Dalton took off in the night, slowly scanning the mountain and surrounding area. By the time he had covered a half-mile grid search, he’d found three cars, the helicopter, and close to twenty large drums of gas. However, what worried him was that there was an empty space that a fourth car normally occupied. The tarp that would have been covering the car was staked to the ground. Under the tarp was a small oil stain darkening the dirt and sand. Somewhere, there was someone from Manuel’s cartel out in the United States and who knows what they had planned.



* * *



“I’m going to steal it,” Valeria whispered as they watched an old man set his cell phone down on his outdoor table as he sipped his morning coffee.

“Just be patient, lass. Wait and watch. Or do what I thought we should do and let me walk up and ask to borrow it,” Grant calmly replied.

Valeria almost snarled. She didn’t like sitting back and waiting. Of course, that’s what got her in trouble the last time. They’d walked side by side through the night, not stopping once. They seemed to feed off of each other naturally. If she started to slow, he would smile at her and say, “You’re not getting tired, are you?” He knew it would spur her on because if there was one thing Val wasn’t, it was a quitter.
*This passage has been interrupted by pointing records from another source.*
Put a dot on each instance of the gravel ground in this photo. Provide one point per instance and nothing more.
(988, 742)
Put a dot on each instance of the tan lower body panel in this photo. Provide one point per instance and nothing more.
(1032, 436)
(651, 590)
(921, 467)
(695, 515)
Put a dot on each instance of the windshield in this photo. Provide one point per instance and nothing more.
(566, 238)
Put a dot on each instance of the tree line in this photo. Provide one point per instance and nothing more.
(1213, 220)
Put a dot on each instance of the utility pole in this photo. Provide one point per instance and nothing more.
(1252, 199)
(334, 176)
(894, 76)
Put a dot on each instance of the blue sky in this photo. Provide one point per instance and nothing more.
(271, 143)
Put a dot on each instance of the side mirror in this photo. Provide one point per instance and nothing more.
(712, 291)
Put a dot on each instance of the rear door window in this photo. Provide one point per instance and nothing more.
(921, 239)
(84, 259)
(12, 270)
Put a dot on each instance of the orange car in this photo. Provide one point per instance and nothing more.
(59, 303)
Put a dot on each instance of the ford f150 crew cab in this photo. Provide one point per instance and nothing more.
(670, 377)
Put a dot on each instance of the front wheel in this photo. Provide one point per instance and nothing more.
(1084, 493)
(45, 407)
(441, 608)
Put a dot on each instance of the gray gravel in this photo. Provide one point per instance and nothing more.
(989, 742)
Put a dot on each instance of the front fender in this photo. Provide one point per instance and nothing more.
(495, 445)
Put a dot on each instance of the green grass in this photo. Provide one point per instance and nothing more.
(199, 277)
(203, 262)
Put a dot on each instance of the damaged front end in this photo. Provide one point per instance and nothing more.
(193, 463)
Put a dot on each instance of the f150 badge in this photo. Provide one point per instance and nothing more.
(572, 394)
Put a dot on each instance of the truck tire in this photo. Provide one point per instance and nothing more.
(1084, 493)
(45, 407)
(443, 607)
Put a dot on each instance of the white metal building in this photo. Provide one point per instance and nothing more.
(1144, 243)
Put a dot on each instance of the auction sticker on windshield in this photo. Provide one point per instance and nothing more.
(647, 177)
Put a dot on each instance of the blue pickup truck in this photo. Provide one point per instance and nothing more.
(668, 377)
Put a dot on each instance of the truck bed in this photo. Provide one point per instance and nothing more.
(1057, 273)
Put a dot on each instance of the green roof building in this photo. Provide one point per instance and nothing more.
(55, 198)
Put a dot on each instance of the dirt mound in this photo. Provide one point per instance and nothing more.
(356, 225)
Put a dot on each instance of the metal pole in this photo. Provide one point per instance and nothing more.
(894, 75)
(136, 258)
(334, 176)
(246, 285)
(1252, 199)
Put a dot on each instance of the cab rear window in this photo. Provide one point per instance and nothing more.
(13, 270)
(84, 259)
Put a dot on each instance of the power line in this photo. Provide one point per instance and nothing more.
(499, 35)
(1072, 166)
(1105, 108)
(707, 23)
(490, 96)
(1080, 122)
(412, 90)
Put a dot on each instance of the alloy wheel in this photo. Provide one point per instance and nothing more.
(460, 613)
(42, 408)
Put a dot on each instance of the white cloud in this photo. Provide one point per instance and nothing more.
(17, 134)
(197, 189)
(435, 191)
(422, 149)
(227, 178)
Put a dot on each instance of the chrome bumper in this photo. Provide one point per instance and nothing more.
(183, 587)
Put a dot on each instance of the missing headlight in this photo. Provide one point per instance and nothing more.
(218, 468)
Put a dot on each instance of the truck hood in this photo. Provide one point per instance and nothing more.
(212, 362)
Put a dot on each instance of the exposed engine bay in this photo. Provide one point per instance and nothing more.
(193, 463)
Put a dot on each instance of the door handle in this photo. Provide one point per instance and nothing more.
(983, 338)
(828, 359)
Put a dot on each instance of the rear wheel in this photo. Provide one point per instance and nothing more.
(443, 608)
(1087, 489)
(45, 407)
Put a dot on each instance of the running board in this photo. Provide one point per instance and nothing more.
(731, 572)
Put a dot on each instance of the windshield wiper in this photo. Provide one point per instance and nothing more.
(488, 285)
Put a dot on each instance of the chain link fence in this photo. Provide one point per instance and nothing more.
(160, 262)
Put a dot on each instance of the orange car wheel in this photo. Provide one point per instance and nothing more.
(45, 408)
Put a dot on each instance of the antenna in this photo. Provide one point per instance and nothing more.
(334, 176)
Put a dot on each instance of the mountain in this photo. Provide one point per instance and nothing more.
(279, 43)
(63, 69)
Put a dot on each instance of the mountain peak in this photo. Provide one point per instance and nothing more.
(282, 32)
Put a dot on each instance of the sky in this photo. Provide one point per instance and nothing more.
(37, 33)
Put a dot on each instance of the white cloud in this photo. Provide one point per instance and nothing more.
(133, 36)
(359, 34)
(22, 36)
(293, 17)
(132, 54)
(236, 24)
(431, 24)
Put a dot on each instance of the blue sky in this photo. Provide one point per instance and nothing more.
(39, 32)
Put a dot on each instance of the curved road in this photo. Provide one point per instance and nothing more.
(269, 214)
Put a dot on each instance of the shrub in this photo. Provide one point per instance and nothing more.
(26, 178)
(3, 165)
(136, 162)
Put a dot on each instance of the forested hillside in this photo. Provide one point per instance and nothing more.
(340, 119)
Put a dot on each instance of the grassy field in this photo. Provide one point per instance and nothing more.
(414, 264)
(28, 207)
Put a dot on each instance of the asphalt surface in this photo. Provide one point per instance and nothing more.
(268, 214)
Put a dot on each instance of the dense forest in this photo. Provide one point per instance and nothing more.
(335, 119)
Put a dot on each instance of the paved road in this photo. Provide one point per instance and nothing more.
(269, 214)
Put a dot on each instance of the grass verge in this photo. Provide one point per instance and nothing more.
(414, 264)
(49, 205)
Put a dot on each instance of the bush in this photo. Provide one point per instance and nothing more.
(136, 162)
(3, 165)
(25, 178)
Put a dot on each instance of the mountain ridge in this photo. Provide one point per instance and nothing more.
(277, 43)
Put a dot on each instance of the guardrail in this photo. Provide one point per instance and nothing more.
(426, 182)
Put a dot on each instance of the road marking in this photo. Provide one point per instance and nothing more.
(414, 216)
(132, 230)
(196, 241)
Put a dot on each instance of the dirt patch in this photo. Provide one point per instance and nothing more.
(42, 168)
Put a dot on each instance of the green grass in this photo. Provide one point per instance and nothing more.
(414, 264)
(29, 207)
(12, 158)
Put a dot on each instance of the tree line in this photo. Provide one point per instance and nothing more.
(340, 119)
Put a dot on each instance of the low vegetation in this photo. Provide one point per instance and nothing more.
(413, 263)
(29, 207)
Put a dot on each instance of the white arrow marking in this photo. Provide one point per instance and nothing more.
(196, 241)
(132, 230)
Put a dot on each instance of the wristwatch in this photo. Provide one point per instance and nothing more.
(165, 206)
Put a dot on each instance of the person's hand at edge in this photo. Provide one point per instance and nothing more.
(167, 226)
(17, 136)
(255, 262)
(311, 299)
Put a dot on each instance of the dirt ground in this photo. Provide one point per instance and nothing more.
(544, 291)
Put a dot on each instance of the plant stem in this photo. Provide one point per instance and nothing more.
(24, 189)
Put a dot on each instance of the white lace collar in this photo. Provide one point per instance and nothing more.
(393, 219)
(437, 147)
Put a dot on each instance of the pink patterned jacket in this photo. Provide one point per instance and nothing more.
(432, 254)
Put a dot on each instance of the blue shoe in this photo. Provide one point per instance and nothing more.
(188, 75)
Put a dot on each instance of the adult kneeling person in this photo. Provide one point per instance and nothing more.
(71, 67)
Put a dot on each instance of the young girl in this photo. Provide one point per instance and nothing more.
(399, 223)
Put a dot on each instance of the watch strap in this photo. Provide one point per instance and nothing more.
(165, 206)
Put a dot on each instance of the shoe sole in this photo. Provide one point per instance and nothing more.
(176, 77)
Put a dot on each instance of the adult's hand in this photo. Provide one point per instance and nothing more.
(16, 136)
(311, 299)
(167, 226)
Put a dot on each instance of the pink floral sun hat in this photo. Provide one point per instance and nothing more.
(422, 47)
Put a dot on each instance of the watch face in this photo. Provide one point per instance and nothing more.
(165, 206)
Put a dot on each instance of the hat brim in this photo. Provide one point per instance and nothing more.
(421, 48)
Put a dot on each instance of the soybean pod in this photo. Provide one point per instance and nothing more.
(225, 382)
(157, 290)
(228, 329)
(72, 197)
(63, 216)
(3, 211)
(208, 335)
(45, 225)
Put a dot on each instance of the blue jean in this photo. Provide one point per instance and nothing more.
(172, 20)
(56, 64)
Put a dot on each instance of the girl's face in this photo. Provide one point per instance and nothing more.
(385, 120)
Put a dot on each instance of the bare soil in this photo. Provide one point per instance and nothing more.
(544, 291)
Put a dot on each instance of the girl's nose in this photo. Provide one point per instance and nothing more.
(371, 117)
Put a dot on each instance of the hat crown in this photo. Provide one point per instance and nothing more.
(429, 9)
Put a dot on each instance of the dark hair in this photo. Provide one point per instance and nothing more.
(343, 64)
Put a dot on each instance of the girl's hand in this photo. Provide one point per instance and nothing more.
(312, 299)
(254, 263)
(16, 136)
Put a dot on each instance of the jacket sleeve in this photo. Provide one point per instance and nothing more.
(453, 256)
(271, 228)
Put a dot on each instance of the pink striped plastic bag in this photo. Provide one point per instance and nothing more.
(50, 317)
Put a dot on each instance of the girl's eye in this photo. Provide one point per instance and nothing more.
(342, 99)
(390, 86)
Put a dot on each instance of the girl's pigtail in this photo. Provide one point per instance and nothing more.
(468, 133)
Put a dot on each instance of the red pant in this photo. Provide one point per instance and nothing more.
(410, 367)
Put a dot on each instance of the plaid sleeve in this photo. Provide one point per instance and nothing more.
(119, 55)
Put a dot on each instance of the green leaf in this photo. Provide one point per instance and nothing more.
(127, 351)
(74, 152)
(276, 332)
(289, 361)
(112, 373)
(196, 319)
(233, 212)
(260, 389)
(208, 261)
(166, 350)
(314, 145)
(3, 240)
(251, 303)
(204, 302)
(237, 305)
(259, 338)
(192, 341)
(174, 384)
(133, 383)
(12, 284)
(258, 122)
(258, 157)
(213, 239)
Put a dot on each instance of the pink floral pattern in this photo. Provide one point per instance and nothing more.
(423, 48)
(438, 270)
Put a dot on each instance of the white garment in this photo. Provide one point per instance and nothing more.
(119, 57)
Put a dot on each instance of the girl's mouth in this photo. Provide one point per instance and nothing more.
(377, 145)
So they’d kept going. Grant never seemed to tire as they talked and walked through the night. It was strange to think the man standing next to her knew her better than Anthony ever did, and she’d dated him for years. Grant had asked about Brock, and so in the darkness, she found herself telling Grant about her best friend. Valeria shook her head and dislodged the feeling—a feeling that appeared to be more than lust when she looked at Grant. A feeling she shoved aside. He might have a physical reaction to her, but no matter how she flirted, he had kept his distance since Brock died.

She knew one way to kill two birds with one stone. She could satisfy her curiosity and get her way with the phone with one little kiss. She’d distract Grant as she distracted Sebastian, then she’d be able to see if there was anything between them. And she’d be able to get halfway across the yard to steal that phone before Grant could stop her.